Divide the heap into two equal sections: from and to. For every allocated block of memory, store a “forwarding address” (initialized to $0$). All newly allocated blocks are placed in the from space. Once full, the gc is triggered. It moves all non-garbage blocks to the to space and frees the from space. Then, it swaps the from and to space labels.

Algorithm

$$ \begin{align*} &\texttt{let copyRecurse(ptr $p$):}\newline &\texttt{\qquad if $p$ has no forwarding address:}\newline &\texttt{\qquad \qquad let $m$ = next available block in $to$ space}\newline &\texttt{\qquad \qquad copy non-ptr fields of $p$ into $m$}\newline &\texttt{\qquad \qquad $p$ forwarding address = $m$ (in $from$ space)}\newline &\texttt{\qquad \qquad for all ptr fields $f$ of $p$:}\newline &\texttt{\qquad \qquad \qquad $f$ forwarding address = copyRecurse($f$)}\newline &\texttt{\qquad return $p$ forwarding address}\newline &\newline &\texttt{on gc trigger:}\newline &\texttt{\qquad pause program}\newline &\newline &\texttt{\qquad for all pointers $p$ in scope:}\newline &\texttt{\qquad \qquad copyRecurse($p$)}\newline &\texttt{\qquad free($from$ space)}\newline &\newline &\texttt{\qquad swap $to$ and $from$ labels}\newline &\newline &\texttt{\qquad resume program} \end{align*} $$

The “forwarding address” is for the gc to move cyclical data structures to the to space.

Without it, recursing on pointers to blocks already in the to space will move the same block again (essentially duplicating it infinitely in the to space).

Example

Pros

The gc will collect all garbage
Efficient memory utilization (all allocations are contiguous: no fragmentation)
Only $1$ iteration (as opposed to $2$ from mark/sweep)

Cons

Long pauses when gc is running
Only half of the heap can be operated on at a time

Lifetime Optimization

A general analysis of programs yields the following result.

Allocated memory blocks that live past a certain point tend to live a really long time
Other blocks tend to be short lived

This sort of makes sense.
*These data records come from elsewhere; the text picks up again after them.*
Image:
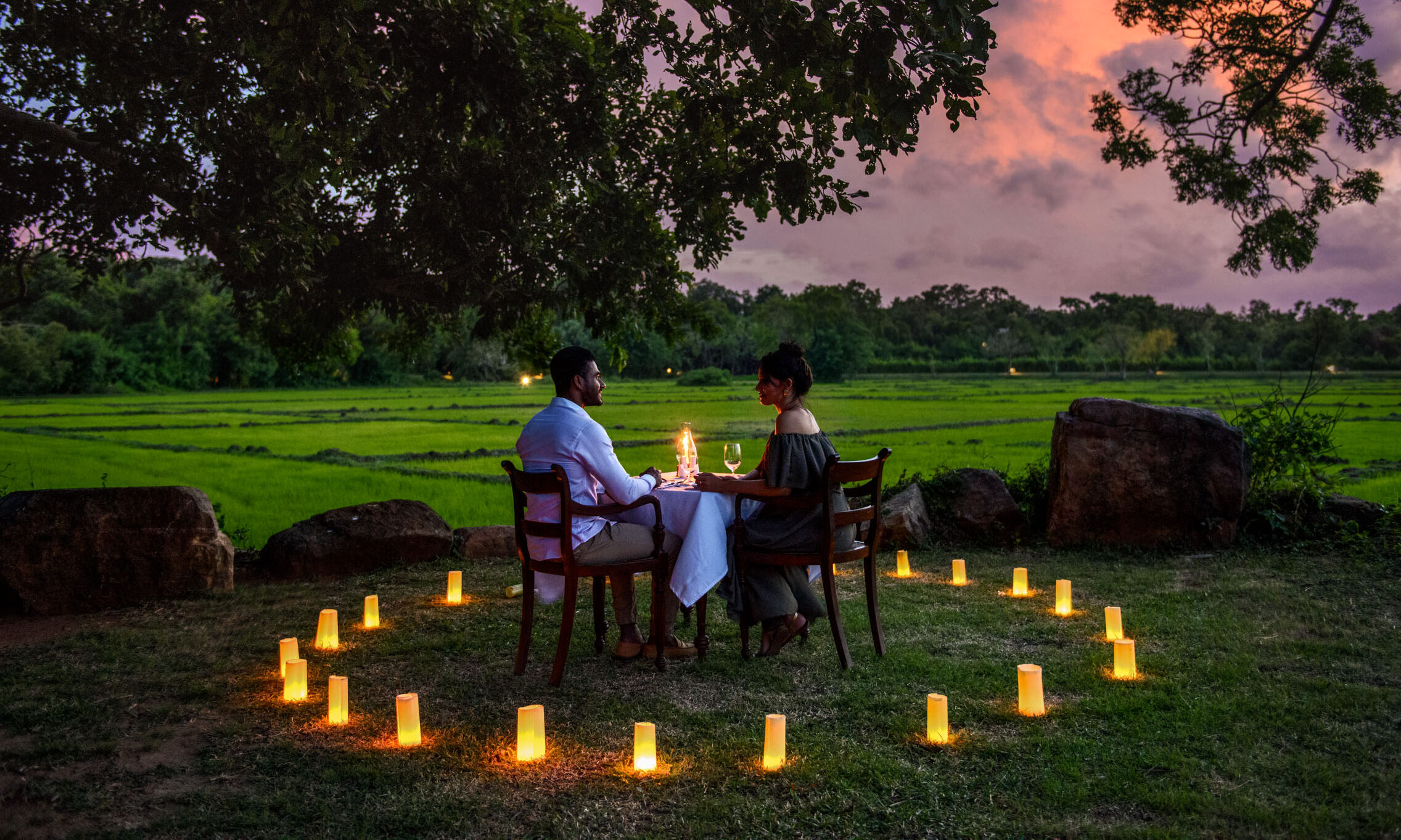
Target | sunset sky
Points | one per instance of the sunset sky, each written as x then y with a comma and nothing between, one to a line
1022,199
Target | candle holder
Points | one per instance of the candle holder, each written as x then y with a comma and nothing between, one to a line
286,653
643,746
530,733
936,719
1113,624
775,741
328,630
338,700
1125,667
1030,699
295,682
407,716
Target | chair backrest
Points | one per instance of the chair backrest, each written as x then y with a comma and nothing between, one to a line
541,483
869,473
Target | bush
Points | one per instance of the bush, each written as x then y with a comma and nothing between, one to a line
705,377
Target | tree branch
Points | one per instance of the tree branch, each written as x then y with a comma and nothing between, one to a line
1283,79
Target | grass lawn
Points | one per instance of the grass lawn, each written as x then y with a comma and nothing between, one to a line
1270,706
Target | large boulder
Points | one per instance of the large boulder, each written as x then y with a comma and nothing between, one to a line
984,507
83,550
485,540
1130,473
905,520
356,539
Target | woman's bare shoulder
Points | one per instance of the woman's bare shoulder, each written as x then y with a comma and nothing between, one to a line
796,422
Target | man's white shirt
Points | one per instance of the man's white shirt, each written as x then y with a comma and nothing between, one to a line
564,433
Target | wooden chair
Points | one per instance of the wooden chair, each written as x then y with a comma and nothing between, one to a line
836,473
557,483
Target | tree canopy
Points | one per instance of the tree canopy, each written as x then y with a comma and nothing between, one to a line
422,157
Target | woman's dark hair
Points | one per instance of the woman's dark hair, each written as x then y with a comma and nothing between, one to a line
787,363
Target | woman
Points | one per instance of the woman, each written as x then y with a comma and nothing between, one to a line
794,461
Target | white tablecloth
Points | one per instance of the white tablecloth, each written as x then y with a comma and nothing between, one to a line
701,521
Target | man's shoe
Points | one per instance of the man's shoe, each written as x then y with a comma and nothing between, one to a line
681,650
627,650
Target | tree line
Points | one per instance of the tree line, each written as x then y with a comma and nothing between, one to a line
170,324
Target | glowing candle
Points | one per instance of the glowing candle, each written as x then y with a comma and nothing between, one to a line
530,733
328,630
286,653
338,700
1029,691
936,725
1124,664
295,682
407,713
775,741
1113,624
643,746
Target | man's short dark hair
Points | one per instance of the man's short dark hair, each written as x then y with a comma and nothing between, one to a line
569,363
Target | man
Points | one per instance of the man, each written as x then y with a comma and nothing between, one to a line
565,434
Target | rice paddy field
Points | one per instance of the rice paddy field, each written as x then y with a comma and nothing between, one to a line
271,458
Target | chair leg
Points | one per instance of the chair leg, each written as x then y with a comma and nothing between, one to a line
702,640
567,629
600,622
659,608
836,616
527,618
872,608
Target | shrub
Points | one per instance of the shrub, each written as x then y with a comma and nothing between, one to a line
705,377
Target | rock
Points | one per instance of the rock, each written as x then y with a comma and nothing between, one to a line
1352,508
1128,473
485,540
356,539
83,550
982,506
905,520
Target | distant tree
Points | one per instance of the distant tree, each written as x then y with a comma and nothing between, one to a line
1242,120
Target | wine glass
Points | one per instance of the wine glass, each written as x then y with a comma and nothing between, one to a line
732,457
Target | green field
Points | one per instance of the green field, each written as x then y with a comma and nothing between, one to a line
443,444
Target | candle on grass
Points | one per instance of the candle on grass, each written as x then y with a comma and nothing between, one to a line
643,746
1124,663
407,714
1029,691
328,630
775,741
530,733
286,653
338,700
936,725
1113,624
295,682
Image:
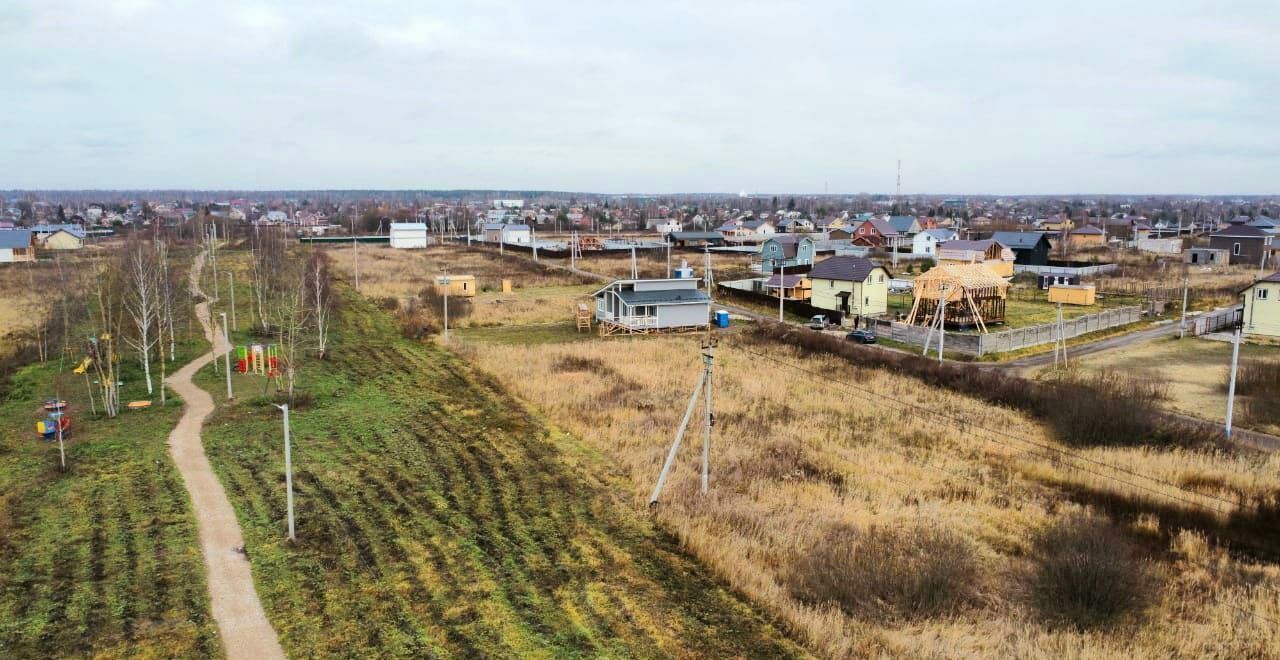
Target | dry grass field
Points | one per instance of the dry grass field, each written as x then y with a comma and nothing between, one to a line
877,516
725,266
539,294
19,301
1193,370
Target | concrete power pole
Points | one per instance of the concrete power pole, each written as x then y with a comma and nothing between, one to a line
227,356
1230,386
288,470
1182,325
704,380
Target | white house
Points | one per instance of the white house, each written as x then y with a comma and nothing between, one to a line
644,306
516,234
668,225
408,235
926,243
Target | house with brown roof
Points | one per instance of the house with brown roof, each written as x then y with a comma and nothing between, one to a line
853,287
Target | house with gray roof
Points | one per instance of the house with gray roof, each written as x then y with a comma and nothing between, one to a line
1247,244
652,306
17,244
1029,248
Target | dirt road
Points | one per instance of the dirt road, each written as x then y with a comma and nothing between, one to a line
241,622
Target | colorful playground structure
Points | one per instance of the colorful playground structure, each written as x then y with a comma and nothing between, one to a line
259,358
55,420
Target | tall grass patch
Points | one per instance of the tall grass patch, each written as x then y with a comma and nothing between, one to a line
888,573
1087,574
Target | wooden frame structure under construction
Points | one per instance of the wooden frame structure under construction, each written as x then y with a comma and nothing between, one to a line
974,297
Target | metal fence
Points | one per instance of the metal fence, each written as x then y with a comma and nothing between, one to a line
1214,321
1014,339
1083,271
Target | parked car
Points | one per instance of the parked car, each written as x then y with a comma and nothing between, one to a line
862,337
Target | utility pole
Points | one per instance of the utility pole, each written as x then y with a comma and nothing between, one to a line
288,468
703,380
942,324
231,284
1230,386
227,356
1182,325
709,362
782,283
444,282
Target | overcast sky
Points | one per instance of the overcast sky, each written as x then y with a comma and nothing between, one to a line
643,95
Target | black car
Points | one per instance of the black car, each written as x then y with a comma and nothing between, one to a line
862,337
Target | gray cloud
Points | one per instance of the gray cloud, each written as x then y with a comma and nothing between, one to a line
716,95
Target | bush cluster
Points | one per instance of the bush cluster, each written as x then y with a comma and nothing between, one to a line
888,573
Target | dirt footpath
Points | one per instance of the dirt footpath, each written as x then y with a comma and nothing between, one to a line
241,620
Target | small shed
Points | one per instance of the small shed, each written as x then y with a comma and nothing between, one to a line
969,294
1045,280
17,244
460,285
1073,294
1207,256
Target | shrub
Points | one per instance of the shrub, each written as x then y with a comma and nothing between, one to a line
1087,574
1102,408
888,572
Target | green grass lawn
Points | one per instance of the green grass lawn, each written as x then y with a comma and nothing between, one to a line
103,559
437,517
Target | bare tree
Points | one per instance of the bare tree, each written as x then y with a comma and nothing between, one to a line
141,284
266,262
101,345
167,292
292,310
320,294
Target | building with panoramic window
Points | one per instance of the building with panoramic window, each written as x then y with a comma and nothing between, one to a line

These long lasting blocks are likely to be data structures that persist throughout the program. On the other hand, short lived blocks might be temporaries that we only need for a scope (i.e. within function).

An optimization to employ is generational collection. The heap is divided into two sections: nursery and tenured.

All newly allocated blocks are placed in the nursery. When a nursery gc triggers and cleans up the trash, all blocks that were not cleaned up are “promoted” to live in the tenured space. There is also a tenured gc, but that executes less frequently than the nursery gc (since those blocks are less likely to be garbage).

Observe that after a nursery gc execution, the entire nursery is freed. Much like in copy collection, we can just reclaim the entire space at once rather than for each individual block.

Type Unsafe Problem

Lots of higher-level programming languages have type systems that keep code “safe”. In a lower-level language like $\texttt{C/C++}$, anything goes. Specifically, any piece of data could be casted to a pointer.

For instance, $\texttt{int x = 5}$ could technically also be a pointer to the memory address $\texttt{0x5}$.

An approach is to employ conservative collection. Any data in scope is conservatively considered to be a pointer. If there exists allocated memory at the address specified by that data, then consider it “not garbage” (don’t free it).

If we had $\texttt{int x = 5}$ and there was $\texttt{Object obj}$ allocated at address $\texttt{0x4}$ with size $\texttt{0x8}$, then consider $\texttt{obj}$ to be in use.

The reason being is that we could technically use $\texttt{x}$ to access $\texttt{obj}$, so we can’t deem $\texttt{obj}$ as garbage yet.

It’s a conservative approach because the gc might falsely mark a piece of memory as still in use, thus leaking it.